Unexpected hope flared in him at her words, at the possibility of her connection, no matter how tenuous, to another shifter. “Where are they now?”
“I haven’t the foggiest. I wrote to them when they returned to London and I received a reply that mentioned they were traveling around Britain for a while. Of course, I wouldn’t rely on the inhabitants of Gull’s End to be truthful, or at least not superstitious.” She paused. “Although after meeting you, they may have been on to something regarding that writer’s friend being a mermaid.”
Disappointment replaced Xavier’s fleeting happiness. “There must be a way to find them.”
She shrugged. “That would involve you leaving Antarctica.”
She had him there. “I suppose so. If I ever left, I would seek out the wolves in Scotland, anyway. I have to know if they actually exist.”
“Assuming they don’t tear you limb from limb after hunting them down,” she pointed out.
“You truly are a barrel of sunshine, aren’t you?” The words escaped Xavier’s mouth before he could reconsider their potential impact. “I would be arriving peacefully,” he emphasized. “I also have my own means of defense should they get aggressive, and I’ll respect their decision if they tell me to leave their territory. I’m not a threat to them at all. Wolves are pack animals. Dragons aren’t, as far as I can tell.”
“There must be others like you,” Arabella insisted again.
“If there are, they want nothing to do with me,” he replied bitterly. The conversation had taken a turn he didn’t care for, and he regretted not leaving her be after he apologized for his earlier behavior. He rose to his feet. “I should let you get some rest. You’ve had quite a day.”
She narrowed her eyes at him, a defiant look that did something to his insides.
It was a sensation he hadn’t felt in years. The pull of a good debate, someone who wasn’t afraid to stand up to him. In his old life, those qualities in a woman never failed to capture his attention. What a shame that he felt those stirrings for someone whose stubbornness was rooted in stupid decisions.
“On the contrary,” Arabella said. Now it was her turn to stand up, and he noticed for the first time that she was nearly as tall as he was. “I would like to talk about this further.”
He closed his eyes, forcing himself not to snap at her.

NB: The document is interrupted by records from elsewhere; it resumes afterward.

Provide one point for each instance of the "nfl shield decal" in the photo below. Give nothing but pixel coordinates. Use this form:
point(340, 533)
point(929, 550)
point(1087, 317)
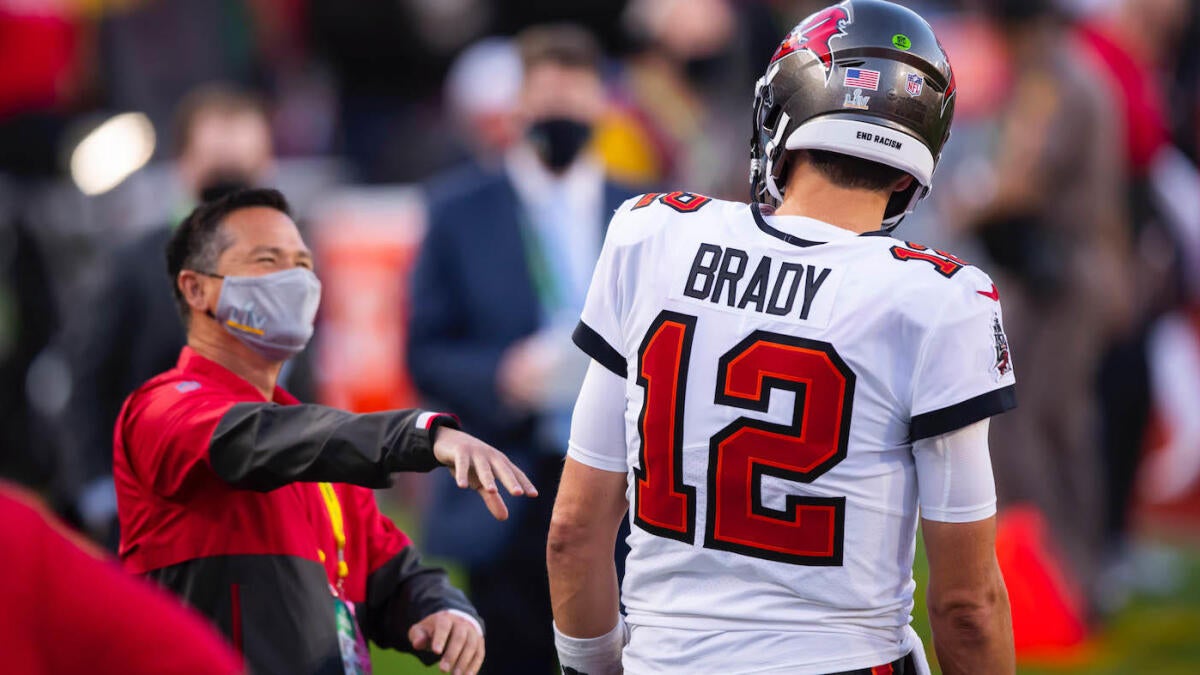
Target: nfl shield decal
point(915, 85)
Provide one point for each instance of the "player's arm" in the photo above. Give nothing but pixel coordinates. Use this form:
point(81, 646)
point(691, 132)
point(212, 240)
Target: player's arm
point(967, 601)
point(589, 633)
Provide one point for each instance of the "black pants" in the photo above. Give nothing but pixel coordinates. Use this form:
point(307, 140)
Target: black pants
point(903, 665)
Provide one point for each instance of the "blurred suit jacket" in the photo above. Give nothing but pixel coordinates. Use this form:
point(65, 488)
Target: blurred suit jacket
point(473, 298)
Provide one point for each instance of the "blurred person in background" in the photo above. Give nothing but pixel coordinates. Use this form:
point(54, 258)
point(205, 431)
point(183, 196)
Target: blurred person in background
point(501, 274)
point(256, 508)
point(69, 609)
point(691, 65)
point(1044, 198)
point(45, 47)
point(481, 95)
point(1132, 45)
point(222, 143)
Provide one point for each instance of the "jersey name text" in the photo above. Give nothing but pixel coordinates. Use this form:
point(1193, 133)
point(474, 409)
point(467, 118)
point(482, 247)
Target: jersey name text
point(727, 275)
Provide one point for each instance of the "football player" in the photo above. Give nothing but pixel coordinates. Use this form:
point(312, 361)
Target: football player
point(778, 387)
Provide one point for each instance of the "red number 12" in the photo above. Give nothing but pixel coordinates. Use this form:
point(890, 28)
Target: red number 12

Breathed deeply, and thought he caught the faint scent of that alleged miracle elixir and her soap. God damn it all. That smells good. He opened his eyes and fixed his gaze on hers. “If we are to cohabitate in my mountain, we must respect one another’s boundaries. I don’t wish to continue this conversation. Would you want to discuss painful topics? Rejection, perhaps?”
Something in her expression shuttered, and he knew he’d struck something raw in her. Her jaw ticked. “Understood,” she said stiffly. “Leave me, then.” Arabella leaned against the wall and slid back down to the rough-hewn floor.
The entire room was marred with marks of his claws. Xavier still remembered the feeling of stone ripping away under them as he furiously ripped out a place to call his own all those years ago. He’d shocked himself at his own strength.
He was too dangerous to be around humans.
He nodded at Arabella, now sitting again with her knees drawn up to her chest. “Very well,” he replied, and left the room.